Sure, "robust" is the Grid's middle name, and its many parts passed smaller-scale tests. But when 50 terabytes of data are streaming out of CERN every day, older data moves among the smaller centers, and analysis jobs are running on top of it all, will the Grid be able to keep up?

Through the month of May, the Common Computing Readiness Challenge tested just that by running the computing activities of all four major LHC experiments together. The CCRC tested the Grid’s capacity to handle the high volumes of data and analyse events at the same time, as well as the speed with which problems could be identified and resolved while running.

“We moved 1.4 petabytes of data around the world,” says Simone Campana, the ATLAS Tiers Coordinator. He directed a subset of the ATLAS Computing Operation during the CCRC. This small team of six to seven on-site ATLAS collaborators worked with the World LHC Computing Grid and teams at the Tier-1 and Tier-2 computing centers that receive data distributed from CERN’s Tier-0 site.

The Challenge started out slow, just 200 megabytes of data per second moving among sites. It gradually ramped up as the month progressed, matching the amount of data flow we expect when the LHC is running.

The teams kept increasing data flow until they doubled the expected rate of 600 megabytes per second, showing that the Grid could recover if trouble in the system halted the flow from Tier-0 to the large Tier-1 computing centers scattered across 10 countries. “In case we have to catch up with some backlog, we can do it,” Simone explains.

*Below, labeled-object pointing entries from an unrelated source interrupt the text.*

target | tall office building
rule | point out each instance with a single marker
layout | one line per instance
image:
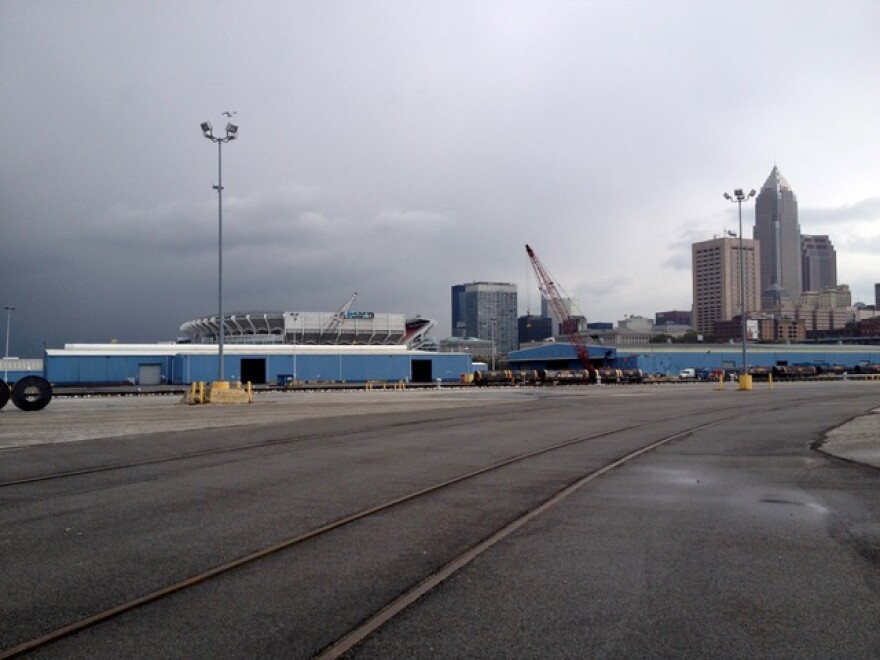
(777, 229)
(819, 263)
(459, 311)
(490, 313)
(715, 273)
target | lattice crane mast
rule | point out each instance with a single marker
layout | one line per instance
(339, 316)
(569, 325)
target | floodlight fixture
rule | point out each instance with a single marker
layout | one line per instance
(231, 134)
(740, 197)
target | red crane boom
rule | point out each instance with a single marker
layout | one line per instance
(569, 328)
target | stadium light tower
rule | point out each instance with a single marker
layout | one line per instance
(9, 309)
(739, 198)
(231, 134)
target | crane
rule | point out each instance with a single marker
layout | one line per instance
(339, 316)
(569, 328)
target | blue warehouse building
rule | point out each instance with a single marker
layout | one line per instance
(181, 364)
(670, 359)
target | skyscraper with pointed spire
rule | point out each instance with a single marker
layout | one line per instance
(779, 233)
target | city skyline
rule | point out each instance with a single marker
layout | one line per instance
(603, 137)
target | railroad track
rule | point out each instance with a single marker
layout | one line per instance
(718, 415)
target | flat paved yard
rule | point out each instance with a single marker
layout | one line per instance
(733, 538)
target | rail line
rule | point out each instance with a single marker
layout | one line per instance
(357, 635)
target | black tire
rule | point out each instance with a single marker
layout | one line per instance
(31, 393)
(4, 393)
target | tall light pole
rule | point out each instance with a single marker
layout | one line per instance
(739, 197)
(9, 310)
(492, 335)
(231, 134)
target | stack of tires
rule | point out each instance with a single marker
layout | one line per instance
(29, 393)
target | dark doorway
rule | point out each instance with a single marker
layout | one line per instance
(253, 370)
(422, 371)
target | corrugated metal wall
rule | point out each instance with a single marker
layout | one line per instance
(185, 369)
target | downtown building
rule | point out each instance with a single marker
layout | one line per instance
(819, 263)
(489, 310)
(779, 234)
(716, 281)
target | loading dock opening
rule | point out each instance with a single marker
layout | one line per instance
(253, 370)
(422, 371)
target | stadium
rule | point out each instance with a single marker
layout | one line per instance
(344, 327)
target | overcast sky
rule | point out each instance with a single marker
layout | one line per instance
(395, 148)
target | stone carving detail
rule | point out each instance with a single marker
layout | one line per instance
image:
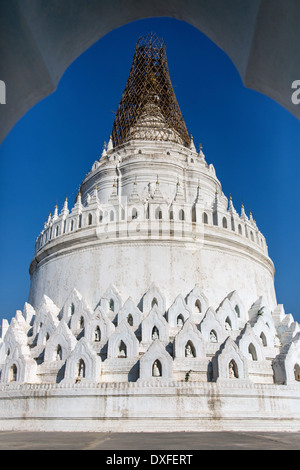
(118, 342)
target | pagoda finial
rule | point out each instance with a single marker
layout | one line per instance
(148, 109)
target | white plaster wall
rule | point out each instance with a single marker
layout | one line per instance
(157, 406)
(175, 267)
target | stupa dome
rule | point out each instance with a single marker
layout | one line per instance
(152, 284)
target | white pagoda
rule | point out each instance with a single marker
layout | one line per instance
(152, 303)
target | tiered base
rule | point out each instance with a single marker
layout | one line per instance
(154, 405)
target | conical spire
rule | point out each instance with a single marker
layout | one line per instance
(148, 109)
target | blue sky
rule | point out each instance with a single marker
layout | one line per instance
(252, 141)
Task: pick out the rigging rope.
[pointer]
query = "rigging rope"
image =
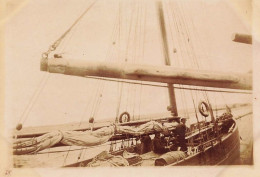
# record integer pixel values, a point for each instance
(58, 41)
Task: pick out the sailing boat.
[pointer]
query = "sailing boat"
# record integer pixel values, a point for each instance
(210, 142)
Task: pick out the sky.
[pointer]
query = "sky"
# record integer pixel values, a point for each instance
(208, 25)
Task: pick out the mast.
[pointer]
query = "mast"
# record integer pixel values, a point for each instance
(173, 105)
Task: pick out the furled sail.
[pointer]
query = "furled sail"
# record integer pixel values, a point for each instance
(85, 138)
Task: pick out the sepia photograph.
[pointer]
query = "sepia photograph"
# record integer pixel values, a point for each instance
(129, 83)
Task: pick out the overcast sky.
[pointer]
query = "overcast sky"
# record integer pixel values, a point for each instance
(63, 99)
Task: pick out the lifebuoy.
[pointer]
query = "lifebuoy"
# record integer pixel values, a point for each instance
(204, 111)
(127, 119)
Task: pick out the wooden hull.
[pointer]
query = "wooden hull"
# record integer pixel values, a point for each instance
(224, 152)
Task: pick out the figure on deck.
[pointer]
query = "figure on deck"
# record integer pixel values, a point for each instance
(159, 144)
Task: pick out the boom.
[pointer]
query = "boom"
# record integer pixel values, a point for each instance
(162, 74)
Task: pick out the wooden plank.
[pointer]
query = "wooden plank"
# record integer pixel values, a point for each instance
(242, 38)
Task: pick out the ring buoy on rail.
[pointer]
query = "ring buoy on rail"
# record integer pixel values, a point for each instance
(124, 117)
(204, 108)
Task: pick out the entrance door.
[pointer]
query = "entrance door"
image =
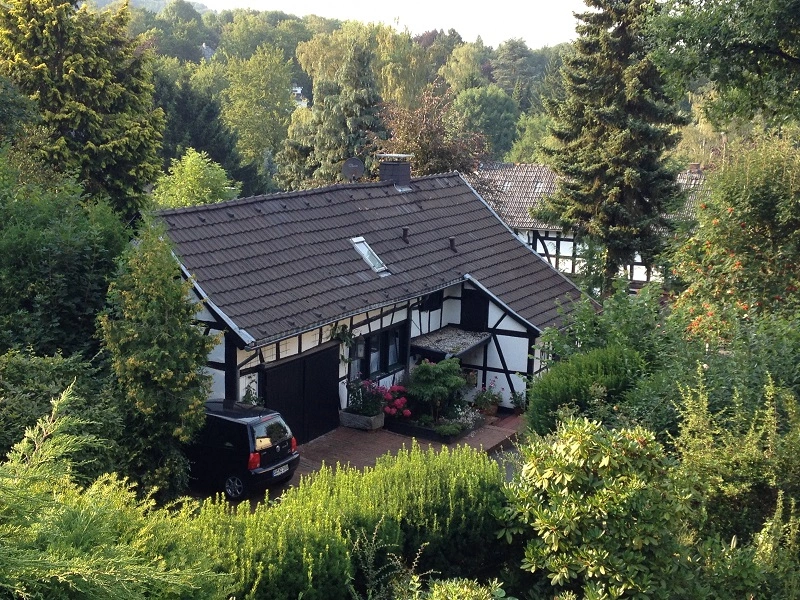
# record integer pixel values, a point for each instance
(305, 391)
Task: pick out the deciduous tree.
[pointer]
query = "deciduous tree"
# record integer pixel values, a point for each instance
(194, 179)
(598, 512)
(92, 86)
(749, 49)
(57, 251)
(434, 135)
(742, 258)
(491, 112)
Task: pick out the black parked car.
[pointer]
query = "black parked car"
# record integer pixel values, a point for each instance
(241, 448)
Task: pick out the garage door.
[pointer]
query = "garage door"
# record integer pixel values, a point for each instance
(305, 391)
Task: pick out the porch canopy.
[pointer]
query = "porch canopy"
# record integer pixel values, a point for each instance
(448, 342)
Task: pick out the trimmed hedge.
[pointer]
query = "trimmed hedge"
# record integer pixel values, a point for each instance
(442, 500)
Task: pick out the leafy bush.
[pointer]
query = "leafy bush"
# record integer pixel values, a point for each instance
(27, 385)
(436, 385)
(599, 512)
(442, 502)
(600, 375)
(61, 540)
(739, 460)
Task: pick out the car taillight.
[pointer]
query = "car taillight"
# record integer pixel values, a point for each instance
(255, 461)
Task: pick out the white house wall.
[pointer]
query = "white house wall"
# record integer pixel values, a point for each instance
(505, 355)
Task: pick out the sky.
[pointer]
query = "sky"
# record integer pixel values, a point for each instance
(538, 22)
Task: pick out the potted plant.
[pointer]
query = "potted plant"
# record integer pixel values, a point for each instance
(488, 399)
(365, 402)
(519, 400)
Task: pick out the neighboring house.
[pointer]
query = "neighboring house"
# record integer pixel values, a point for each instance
(310, 289)
(514, 189)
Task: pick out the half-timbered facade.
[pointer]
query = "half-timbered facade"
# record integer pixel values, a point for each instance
(515, 189)
(308, 290)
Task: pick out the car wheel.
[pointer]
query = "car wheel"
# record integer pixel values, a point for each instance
(234, 487)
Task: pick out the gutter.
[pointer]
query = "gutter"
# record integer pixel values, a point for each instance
(485, 290)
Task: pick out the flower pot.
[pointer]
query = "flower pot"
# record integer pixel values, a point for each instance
(490, 410)
(367, 423)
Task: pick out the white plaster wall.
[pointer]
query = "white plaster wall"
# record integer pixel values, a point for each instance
(217, 353)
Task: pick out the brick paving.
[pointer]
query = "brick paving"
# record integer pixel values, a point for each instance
(361, 449)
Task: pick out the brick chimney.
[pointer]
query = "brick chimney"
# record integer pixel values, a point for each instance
(396, 168)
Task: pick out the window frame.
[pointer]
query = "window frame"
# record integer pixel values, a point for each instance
(379, 342)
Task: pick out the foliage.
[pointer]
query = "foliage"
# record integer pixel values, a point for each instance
(436, 385)
(740, 459)
(15, 110)
(194, 120)
(439, 501)
(257, 105)
(366, 397)
(344, 121)
(630, 320)
(532, 132)
(433, 134)
(749, 50)
(92, 86)
(194, 179)
(612, 131)
(158, 355)
(466, 67)
(598, 512)
(742, 258)
(600, 376)
(487, 396)
(514, 70)
(491, 112)
(59, 540)
(27, 385)
(181, 31)
(57, 250)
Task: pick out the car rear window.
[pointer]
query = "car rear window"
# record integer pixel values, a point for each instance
(269, 432)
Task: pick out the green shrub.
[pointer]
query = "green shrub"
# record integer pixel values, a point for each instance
(436, 386)
(442, 502)
(601, 375)
(27, 385)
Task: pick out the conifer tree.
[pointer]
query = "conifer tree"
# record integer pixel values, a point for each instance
(612, 129)
(157, 355)
(92, 85)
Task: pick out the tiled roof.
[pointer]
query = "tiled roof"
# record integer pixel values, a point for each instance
(514, 188)
(280, 264)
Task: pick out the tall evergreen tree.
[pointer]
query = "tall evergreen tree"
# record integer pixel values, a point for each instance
(157, 355)
(93, 87)
(613, 129)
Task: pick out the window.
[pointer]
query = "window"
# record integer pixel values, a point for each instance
(379, 353)
(432, 301)
(368, 254)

At top speed, they achieved rates of 2 gigabytes per second leaving CERN for the Tier-1 sites, which is four times the rate at which data needs to move during normal running, according to Simone.

They also ran 20,000 jobs simultaneously on the grid, moving data and analysing events at the same time. “We demonstrated that we could fill up the system with jobs and sustain a good rate for many, many days,” says Simone.


Ramping up toward 20,000 jobs


Encountering the occasional glitch in such a broad and decentralised system is inevitable, but the Grid team knows how to handle problems. One of the troubles Simone recalls was slow data transfer in at least two locations. When teams began investigating, they identified that the source of the problem was within the network. They notified the people working on the network, and the pace of data transfer soon returned to normal.

Simone describes these types of problems as most difficult to solve. Starting with a general observation, they begin searching for the problem in the top layers of software, closest to the users, excluding possible causes one by one until they reach the baseline software and hardware.

Despite the meticulous process, those who work on the Grid know how to get to the bottom of problems fast. Data transfer was back up to speed within three hours of identifying the glitch.

The test run was a success in terms of handling data transfer, providing computing power for analysis jobs, and quickly solving problems as they arose. The Grid, having risen to the computing Challenge, is ready to distribute LHC data among the many computing sites.

Still, those working on the Grid will use the time remaining before start-up to test the data-reprocessing systems more thoroughly and anticipate the effects of chaotic data analysis on the system.


Katie McAlpine

ATLAS e-News